Tell me your stories, I will ask him. Pour them into me, so that I know everything you have ever loved or been scared of or laughed at. But thinking this, I became uneasy that when I actually saw him, my love might fade. My tongue became thick. What shall I say? I woke this afternoon in love with you. I love you, too, he will answer. No, no, you see, I really love you. I love you so much that I think anything is possible, that I will live forever. Oh, he will say. My love will abandon me in a rush. I must say nothing at first, I decided. Slowly I will win his love. I will spoil him till he falls in love with me. As long as Rajinder loves me, I will be able to love him. I will love him like a camera lens that closes at too much light and opens at too little, so his blemishes will never mar my love.

I watched the cricket game to the end. Again, I felt enormous. When the children dispersed, it was around five. Rajinder should have left his office.

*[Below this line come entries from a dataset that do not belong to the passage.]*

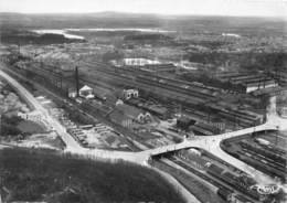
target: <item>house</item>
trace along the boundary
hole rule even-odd
[[[68,88],[68,89],[67,89],[67,96],[68,96],[70,98],[76,98],[76,96],[77,96],[76,89],[75,89],[75,88]]]
[[[194,125],[196,120],[192,119],[189,116],[182,115],[177,120],[177,127],[188,130],[190,126]]]
[[[123,97],[126,100],[130,98],[138,98],[138,89],[124,89]]]
[[[86,98],[86,99],[88,99],[88,98],[94,98],[94,97],[95,97],[94,94],[93,94],[93,88],[89,87],[89,86],[87,86],[87,85],[83,86],[83,87],[78,90],[78,95],[79,95],[81,97]]]
[[[276,86],[278,86],[278,84],[274,79],[252,82],[245,84],[246,93]]]
[[[136,122],[144,124],[151,120],[151,115],[149,113],[145,113],[134,106],[129,106],[126,104],[119,104],[116,106],[116,110],[126,115],[128,118],[132,119]]]
[[[125,114],[118,110],[114,110],[113,113],[110,113],[109,119],[113,122],[118,124],[125,128],[131,128],[134,122],[131,118],[129,118],[128,116],[126,116]]]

I bathed. I stood before the small mirror in the armoire as I dressed. Uneven brown areolae, a flat stomach, the veins in my feet like pen marks. Will this be enough? I wondered. Once he loves me, I told myself I lifted my arms to smell the plantlike odor of my perspiration. I wore a bright red cotton sari. What will I say first? Namaste, how was your day? With the informal you. How was your day? The words felt strange, for I had never before used the informal with him. I had, as a show of modesty, never even used his name, except for the night before my wedding, when I said it hundreds of times to myself to see how it sounded — like nothing. Now, standing before the mirror, when I said Rajinder, the three syllables had too many edges. Rajinder, Rajinder, I said rapidly several times, till it no longer felt strange. He will love me because it is too lonely otherwise, because I will love him so. I heard a scooter stopping outside the building, the metal door to the courtyard swinging open.

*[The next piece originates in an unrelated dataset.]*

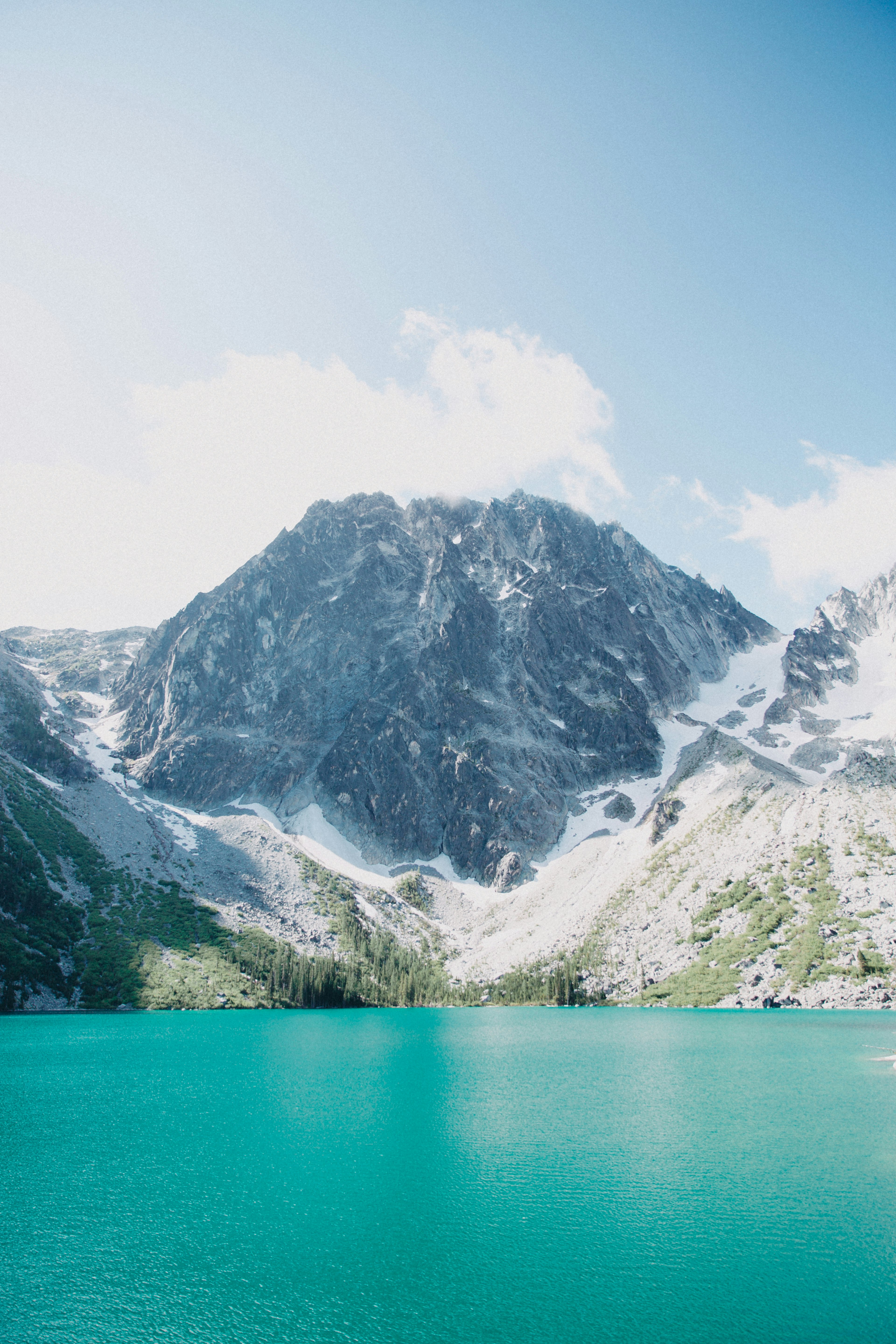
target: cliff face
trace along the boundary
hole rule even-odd
[[[869,579],[858,593],[846,587],[832,593],[815,607],[810,624],[794,630],[782,660],[785,691],[768,706],[766,724],[791,723],[801,710],[826,704],[836,685],[856,685],[856,646],[885,633],[896,636],[896,566]]]
[[[149,636],[121,745],[168,797],[317,801],[371,857],[445,852],[490,882],[583,789],[656,774],[653,716],[775,634],[551,500],[352,496]]]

My stomach clenched as I walked onto the roof The dark clouds had turned late evening into early night. I saw Rajinder roll the scooter into the courtyard. He parked the scooter, took off his gray helmet. He combed his hair carefully to hide the emerging bald spot. The deliberate way he tucked the comb into his back pocket overwhelmed me with tenderness. We will love each other carefully.

I waited for him to rise out of the stairwell. My petticoat drying on the clothesline went clap, clap in the wind. How was your day? How was your day? Was your day good? I told myself. Don't be so afraid. What does it matter how you say hello? There will be tomorrow, the day after, the day after that.